Recently I asked on Twitter about whether it was possible to find work in functional programming without a degree, seeing as I’m a functional programmer and I don’t have a degree, and was pleasantly surprised to be contacted by a recruiter who provided some very useful advice on which languages to look into.
They also asked for a resume, which suddenly brought me to the realization that I hadn’t actually yet written a programming-oriented resume yet.
So I started thinking of how I could write a resume that would actually highlight my skills thus far as a programmer in an immediately obvious way, and I think I found an interesting solution.

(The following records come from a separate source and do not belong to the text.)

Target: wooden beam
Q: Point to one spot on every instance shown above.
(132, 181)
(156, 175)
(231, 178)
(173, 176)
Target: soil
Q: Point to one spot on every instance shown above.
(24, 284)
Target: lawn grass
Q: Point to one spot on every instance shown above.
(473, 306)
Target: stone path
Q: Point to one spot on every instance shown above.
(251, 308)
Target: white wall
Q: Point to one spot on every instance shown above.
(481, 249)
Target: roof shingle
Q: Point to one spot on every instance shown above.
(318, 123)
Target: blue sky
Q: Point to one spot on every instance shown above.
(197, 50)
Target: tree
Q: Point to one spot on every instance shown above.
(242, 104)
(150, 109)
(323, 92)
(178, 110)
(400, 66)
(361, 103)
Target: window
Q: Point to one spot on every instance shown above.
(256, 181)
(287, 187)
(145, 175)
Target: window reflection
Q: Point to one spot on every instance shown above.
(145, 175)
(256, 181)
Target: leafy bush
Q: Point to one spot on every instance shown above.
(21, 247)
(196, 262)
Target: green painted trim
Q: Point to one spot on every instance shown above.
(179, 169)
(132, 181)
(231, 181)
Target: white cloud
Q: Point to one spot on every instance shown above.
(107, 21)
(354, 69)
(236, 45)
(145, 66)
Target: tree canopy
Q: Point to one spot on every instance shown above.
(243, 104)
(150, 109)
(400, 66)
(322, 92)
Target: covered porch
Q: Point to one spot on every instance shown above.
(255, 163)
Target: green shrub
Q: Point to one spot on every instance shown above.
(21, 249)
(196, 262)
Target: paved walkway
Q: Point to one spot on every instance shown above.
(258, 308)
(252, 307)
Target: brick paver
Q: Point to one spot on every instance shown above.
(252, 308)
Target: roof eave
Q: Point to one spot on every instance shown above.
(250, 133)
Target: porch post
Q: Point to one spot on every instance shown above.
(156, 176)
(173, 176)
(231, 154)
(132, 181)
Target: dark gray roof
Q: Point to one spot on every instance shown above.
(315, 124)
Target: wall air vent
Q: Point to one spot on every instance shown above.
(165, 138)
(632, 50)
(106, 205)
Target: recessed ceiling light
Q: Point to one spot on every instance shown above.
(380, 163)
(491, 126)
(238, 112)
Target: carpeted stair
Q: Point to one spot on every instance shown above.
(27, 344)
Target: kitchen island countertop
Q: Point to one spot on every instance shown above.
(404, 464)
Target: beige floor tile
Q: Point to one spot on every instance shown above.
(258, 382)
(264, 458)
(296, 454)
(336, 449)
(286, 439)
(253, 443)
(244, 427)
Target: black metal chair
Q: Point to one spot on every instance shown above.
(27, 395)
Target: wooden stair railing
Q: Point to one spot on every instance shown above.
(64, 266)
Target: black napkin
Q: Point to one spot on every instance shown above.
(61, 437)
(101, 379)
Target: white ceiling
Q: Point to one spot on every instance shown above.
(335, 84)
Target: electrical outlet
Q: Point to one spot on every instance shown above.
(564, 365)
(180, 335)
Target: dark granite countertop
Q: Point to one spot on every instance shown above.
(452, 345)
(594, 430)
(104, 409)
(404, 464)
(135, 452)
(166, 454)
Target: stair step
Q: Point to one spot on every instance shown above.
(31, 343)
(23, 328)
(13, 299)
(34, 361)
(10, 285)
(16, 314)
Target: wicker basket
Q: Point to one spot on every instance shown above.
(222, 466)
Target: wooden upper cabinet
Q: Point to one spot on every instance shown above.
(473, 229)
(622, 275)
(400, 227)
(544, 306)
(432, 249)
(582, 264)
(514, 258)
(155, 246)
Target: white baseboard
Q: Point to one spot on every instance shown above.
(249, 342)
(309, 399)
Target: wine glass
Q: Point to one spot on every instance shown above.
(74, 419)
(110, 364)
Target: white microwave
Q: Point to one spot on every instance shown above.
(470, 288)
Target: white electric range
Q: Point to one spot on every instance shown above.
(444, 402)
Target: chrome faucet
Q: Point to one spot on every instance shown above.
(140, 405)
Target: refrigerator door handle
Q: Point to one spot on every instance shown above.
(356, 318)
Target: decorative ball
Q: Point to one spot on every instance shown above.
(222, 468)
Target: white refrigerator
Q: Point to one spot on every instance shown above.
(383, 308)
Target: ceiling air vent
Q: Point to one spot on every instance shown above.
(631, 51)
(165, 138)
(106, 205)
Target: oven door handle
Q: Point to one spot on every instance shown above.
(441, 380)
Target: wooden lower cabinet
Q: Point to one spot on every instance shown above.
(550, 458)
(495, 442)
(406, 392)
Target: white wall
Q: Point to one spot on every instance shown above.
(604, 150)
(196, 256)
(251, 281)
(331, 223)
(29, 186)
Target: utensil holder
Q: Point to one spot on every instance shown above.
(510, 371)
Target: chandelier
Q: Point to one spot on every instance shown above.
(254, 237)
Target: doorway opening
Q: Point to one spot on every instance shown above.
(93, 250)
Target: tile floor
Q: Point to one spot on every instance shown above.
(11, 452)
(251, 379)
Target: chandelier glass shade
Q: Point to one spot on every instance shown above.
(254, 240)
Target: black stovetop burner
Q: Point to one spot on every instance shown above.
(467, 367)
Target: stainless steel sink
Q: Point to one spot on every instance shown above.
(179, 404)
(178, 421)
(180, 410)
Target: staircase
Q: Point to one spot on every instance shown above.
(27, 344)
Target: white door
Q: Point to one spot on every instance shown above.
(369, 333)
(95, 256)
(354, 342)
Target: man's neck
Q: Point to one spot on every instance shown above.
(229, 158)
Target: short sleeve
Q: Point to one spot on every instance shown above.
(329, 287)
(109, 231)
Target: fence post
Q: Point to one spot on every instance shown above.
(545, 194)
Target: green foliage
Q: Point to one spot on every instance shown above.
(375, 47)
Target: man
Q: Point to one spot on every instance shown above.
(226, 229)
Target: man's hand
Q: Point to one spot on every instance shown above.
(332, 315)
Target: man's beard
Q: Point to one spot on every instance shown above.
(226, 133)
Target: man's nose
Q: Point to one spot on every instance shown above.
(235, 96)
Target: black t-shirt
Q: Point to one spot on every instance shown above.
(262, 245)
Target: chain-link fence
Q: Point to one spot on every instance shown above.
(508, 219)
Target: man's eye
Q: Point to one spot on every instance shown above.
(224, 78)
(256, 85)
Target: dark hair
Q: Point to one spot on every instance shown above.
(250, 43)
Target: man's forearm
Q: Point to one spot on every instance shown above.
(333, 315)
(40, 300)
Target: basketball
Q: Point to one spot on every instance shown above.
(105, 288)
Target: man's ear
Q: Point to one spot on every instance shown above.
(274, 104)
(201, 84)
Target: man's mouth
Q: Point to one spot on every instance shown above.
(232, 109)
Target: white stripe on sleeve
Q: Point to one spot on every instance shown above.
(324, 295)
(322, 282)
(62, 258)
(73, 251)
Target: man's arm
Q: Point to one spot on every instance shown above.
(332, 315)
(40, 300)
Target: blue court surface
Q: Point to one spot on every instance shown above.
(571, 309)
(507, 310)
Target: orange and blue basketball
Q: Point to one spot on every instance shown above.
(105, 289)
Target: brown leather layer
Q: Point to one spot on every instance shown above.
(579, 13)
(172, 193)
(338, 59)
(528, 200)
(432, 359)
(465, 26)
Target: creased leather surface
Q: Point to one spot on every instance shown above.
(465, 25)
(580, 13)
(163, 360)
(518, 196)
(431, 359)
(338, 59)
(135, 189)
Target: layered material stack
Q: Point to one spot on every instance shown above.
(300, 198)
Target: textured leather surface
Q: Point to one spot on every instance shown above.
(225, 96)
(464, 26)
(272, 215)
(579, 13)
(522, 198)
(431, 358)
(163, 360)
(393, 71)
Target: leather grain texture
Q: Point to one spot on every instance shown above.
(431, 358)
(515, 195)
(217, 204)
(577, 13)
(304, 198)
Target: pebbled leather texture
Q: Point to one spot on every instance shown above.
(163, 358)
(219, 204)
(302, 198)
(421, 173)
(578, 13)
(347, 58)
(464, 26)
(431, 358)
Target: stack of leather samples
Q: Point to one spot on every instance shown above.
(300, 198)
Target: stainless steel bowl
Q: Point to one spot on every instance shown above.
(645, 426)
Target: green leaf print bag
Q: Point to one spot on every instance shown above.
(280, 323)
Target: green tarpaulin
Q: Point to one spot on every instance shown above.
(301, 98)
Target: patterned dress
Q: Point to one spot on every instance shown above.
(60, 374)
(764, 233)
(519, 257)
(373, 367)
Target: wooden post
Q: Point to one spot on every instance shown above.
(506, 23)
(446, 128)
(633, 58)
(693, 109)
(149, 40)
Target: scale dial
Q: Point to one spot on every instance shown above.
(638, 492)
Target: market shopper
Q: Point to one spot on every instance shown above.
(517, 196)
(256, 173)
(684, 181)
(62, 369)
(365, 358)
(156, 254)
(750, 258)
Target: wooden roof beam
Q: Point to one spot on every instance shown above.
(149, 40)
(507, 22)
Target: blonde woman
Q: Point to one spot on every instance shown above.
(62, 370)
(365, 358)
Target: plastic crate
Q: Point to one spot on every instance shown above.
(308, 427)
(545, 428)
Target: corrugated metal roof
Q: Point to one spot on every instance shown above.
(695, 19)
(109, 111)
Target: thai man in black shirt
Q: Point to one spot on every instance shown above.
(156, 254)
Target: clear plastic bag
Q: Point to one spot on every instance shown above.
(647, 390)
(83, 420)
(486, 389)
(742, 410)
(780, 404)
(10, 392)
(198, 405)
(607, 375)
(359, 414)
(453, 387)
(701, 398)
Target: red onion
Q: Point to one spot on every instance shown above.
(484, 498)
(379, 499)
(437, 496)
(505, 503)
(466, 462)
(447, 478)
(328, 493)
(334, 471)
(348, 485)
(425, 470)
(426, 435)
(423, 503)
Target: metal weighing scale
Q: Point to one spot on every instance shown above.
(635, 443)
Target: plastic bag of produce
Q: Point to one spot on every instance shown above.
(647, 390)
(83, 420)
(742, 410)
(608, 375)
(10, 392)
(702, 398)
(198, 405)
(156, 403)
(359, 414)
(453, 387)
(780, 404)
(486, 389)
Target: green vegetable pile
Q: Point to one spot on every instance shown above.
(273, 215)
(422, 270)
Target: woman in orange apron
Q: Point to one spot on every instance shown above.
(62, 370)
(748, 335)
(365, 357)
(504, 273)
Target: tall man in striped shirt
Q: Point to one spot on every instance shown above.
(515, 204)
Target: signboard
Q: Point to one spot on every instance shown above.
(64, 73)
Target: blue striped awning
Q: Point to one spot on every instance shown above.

It’s pretty common for UI or graphics designers to hand design their own resumes; it’s a very clear and direct way of showing off your own design skills in an obvious way. Sadly, other than that there’s little in the way of options for the rest of us: there’s loads of templates out there for making an interesting looking resume, but that’s not really the same effect for programmers as it is for a designer.
What’s needed is a way to show off what one is capable of as a programmer through the medium of the resume itself.
I’m not sure I’ve quite got that far yet, but I have done what I think is a close-by solution: showing off one’s basic capabilities as a programmer through the medium of how the resume is generated.
Thus, resume.hsy.
resume.hsy
is a straightforward Heresy program with one goal: to
generate my resume in Markdown format. After just a half-day’s effort,
it succeeds at it.
It’s not particularly impressive code (and the contortions involved in generating the output strings are a little ugly), and the output result is by design, not especially beautiful. The point here isn’t to make a beautiful design object, but to present my skills in a clear format through the lens of a clear example of how I code. The fact that I designed the language it’s written in is also part of the point of the demonstration, inspired by the reaction of one commenter to my original post on Twitter.
Admittedly, that last bit is probably also a weakness: nobody codes in Heresy yet except me. But the Markdown output is readily available, and the code is mostly readable to anyone familiar with Lisp, and I’m also very proud of having written the first example of useful code in Heresy.